En général, les situations d’étiage sont caractérisées par les paramètres Q347 et NM7Q. Q347 est le débit d’un cours d’eau au moins atteint ou dépassé 95% du temps, c.-à-d. pendant 347 jours d’une année moyenne (calcul sur dix ans). Le débit Q347 est défini comme le débit résiduel minimal dans la loi fédérale sur la protection des eaux (art. 31, al. 1, L’Eaux). Il joue un rôle central en tant qu’indicateur d’étiage. Le second indicateur est NM7Q, à savoir le plus faible débit moyen sur sept jours consécutifs durant une période considérée. Fiable, il est peu sensible aux erreurs de mesure et aux influences à court terme.

Décalage de la saison des étiages dans les Alpes et les Préalpes

Dans les Alpes et les Préalpes, les scénarios hydrologiques brossent un tableau plus nuancé. Entre 1500 et 2000 m d’altitude, les débits d’étiage hivernaux augmenteront dans un avenir proche en raison du temps plus doux et plus humide. Mais sans mesures de protection du climat, les débits estivaux diminuent si fortement en raison de la quantité réduite d’eau de fonte que la saison des étiages se décale de l’hiver à l’automne ou à l’été dans certaines régions. L’étiage n’y est alors causé non plus par les basses températures, mais par le manque de précipitations.
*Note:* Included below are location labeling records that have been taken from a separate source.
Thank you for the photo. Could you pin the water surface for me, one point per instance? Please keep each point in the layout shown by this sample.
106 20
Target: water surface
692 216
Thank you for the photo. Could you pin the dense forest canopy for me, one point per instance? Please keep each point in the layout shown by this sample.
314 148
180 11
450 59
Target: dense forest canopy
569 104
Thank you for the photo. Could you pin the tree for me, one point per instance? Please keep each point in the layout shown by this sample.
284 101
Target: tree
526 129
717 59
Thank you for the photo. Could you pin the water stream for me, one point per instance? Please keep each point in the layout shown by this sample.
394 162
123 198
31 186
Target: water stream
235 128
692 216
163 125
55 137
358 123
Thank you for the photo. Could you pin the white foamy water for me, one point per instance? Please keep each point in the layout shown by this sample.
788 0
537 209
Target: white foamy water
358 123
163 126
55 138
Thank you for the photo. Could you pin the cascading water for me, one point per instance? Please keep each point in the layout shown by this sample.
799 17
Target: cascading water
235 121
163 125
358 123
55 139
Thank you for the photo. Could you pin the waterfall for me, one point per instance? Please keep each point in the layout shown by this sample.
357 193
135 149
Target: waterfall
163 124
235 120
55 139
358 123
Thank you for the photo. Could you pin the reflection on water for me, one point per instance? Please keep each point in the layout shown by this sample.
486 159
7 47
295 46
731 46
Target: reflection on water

Tandis que toutes les régions situées à moins de 1500m d’altitude affichent une nette baisse du Q347 d’ici la fin du siècle sans mesures de protection du climat, les zones comprises entre 1500 et 2000m d’altitude ne connaissent que des changements mineurs et le Q347 peut y être en légère baisse comme en légère hausse. Au-delà de 2000 m d’altitude, tous les scénarios indiquent également une augmentation des débits d’étiage Q347 dans un avenir lointain et donc des situations d’étiage moins prononcées en hiver.

Évolution de Q347 dans le temps

Évolution de Q347 dans le temps
Évolution en pourcentage du débit Q347 (médiane et marge d’incertitude) par rapport à la période de référence (1981-2010) sur des périodes glissantes de dix ans de 2010 à 2099, pour le scénario sans mesures de protection du climat (RCP8.5). Dans la région glaciaire de l’Ova da Roseg, le débit Q347 augmente fortement d’ici la fin du siècle, tandis qu’il diminue dans la Thur (région pluviale) et dans la Verzasca (région subalpine). Dans le Plessur, l’indicateur Q347 ne varie guère.